Em Cândido (2002), a tradição é percebida como uma “espécie de tocha” que é passada de geração em geração, ou seja, o sentido primeiro da tradição “[...] transmissão de algo entre homens” (CÂNDIDO, 2002, p. 24). Por sua vez, a literatura é observada como um sistema de obras interligadas, que possuem elementos de compartilhamento desta tradição. Nessa perspectiva, a obra literária, quando observada em sua totalidade, apresenta uma integração a um sistema que revela os seus aspectos em comum às outras obras, as quais podem ser notadas nas características, nos elementos, estilos e (ou) temas que elas apresentam. Sendo assim, para este teórico, a tradição na literatura seria uma espécie de herança.

A analogia desse literato brasileiro implica que enxerguemos a tocha como a própria obra literária e seu sistema como o percurso no qual a tradição se instalaria. Portanto, a analogia da tocha implica na participação de um alguém que a acenda, a carregue ao “outro”. O estudioso afirma que uma nova criação que foge conscientemente deste esquema torna-se o ponto inicial para a formação de outros sistemas. Ou seja, rupturas que podem iniciar uma nova herança. Assim, a tradição não surge do acaso, como o próprio Cândido (2002) argumenta sobre a formação da literatura brasileira. Antes que haja o „novo‟, o „antiquìssimo‟ resiste e atravessa os tempos.

Eliot (1989) aparenta concordar com Cândido (2002) ao dissertar sobre a consciência de se ater à tradição durante o exercìcio do “escrever”. Porém, ele rejeita a ideia de observar o autor como um herdeiro dela.

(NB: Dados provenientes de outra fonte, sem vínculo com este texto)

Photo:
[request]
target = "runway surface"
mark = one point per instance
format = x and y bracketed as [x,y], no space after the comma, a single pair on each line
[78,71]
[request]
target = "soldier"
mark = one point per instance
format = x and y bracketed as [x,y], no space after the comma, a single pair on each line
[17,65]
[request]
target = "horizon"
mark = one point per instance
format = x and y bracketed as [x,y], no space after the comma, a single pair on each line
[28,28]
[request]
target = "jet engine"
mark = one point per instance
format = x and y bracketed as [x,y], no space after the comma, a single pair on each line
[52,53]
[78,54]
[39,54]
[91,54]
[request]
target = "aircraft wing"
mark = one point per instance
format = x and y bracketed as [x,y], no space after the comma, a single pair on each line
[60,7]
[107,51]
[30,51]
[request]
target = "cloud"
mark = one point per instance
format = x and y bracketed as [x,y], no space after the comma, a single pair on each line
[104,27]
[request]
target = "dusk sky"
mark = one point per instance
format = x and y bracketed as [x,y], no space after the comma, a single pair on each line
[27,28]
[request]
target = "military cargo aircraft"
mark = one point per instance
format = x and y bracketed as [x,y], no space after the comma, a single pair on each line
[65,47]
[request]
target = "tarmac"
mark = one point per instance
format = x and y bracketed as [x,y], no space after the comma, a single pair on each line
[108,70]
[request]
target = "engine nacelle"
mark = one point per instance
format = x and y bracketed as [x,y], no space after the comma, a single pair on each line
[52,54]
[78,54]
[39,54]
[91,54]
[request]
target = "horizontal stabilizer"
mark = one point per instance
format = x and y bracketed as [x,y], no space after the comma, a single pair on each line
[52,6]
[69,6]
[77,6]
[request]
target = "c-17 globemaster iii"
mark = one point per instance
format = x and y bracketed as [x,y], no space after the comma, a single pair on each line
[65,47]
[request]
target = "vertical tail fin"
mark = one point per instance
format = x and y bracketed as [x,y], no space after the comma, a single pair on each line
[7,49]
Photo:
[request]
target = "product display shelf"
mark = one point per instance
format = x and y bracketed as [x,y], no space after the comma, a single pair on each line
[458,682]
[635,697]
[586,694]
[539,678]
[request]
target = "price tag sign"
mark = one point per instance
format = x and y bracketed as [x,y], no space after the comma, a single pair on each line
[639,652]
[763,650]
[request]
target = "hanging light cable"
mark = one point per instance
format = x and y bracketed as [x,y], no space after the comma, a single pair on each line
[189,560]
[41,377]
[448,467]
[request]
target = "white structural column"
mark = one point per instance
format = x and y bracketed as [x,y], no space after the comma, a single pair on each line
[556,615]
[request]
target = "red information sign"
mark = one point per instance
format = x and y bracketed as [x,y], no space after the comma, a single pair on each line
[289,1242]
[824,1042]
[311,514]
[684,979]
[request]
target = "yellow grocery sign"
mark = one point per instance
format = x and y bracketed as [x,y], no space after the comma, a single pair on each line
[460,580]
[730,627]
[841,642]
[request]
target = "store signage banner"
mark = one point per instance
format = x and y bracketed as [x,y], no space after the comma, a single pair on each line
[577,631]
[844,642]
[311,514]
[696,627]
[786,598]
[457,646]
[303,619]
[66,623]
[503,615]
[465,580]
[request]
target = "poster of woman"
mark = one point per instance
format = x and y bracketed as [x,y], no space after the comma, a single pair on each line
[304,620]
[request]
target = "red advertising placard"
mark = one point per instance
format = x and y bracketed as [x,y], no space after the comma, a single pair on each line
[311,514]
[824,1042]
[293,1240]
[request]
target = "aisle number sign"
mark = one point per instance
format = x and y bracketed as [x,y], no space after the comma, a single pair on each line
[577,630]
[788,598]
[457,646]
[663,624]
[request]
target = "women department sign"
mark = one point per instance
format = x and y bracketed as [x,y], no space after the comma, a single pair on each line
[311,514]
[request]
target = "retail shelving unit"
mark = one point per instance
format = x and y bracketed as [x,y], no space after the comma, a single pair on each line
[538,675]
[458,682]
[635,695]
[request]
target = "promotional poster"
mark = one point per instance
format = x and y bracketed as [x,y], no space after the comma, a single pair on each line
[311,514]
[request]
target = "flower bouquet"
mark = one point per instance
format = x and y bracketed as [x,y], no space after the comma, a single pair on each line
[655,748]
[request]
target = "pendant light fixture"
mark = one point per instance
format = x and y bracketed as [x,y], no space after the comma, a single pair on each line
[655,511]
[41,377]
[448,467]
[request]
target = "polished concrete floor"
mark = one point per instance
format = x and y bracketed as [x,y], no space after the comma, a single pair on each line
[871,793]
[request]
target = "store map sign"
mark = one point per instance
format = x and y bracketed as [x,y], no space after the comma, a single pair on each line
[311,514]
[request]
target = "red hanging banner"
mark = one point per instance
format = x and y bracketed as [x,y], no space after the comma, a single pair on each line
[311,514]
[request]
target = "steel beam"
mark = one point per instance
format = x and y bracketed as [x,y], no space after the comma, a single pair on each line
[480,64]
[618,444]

Para o crítico literário inglês, a tradição deve ser algo a

conquistar-se por meio do esforço de um dado autor, que na atividade de sua maturidade observa o passado literário histórico para ter consciência de sua própria temporalidade:

[...] e o sentido histórico implica a percepção, não apenas da caducidade do passado, mas da sua presença; o sentido histórico leva um homem a escrever não somente com a própria geração a que pertence seus ossos, mas com um sentimento de que toda a literatura europeia desde Homero, e nela incluída, toda a literatura de seu próprio país tem uma existência simultânea e constituem uma ordem simultânea (ELIOT, 1989, p. 39).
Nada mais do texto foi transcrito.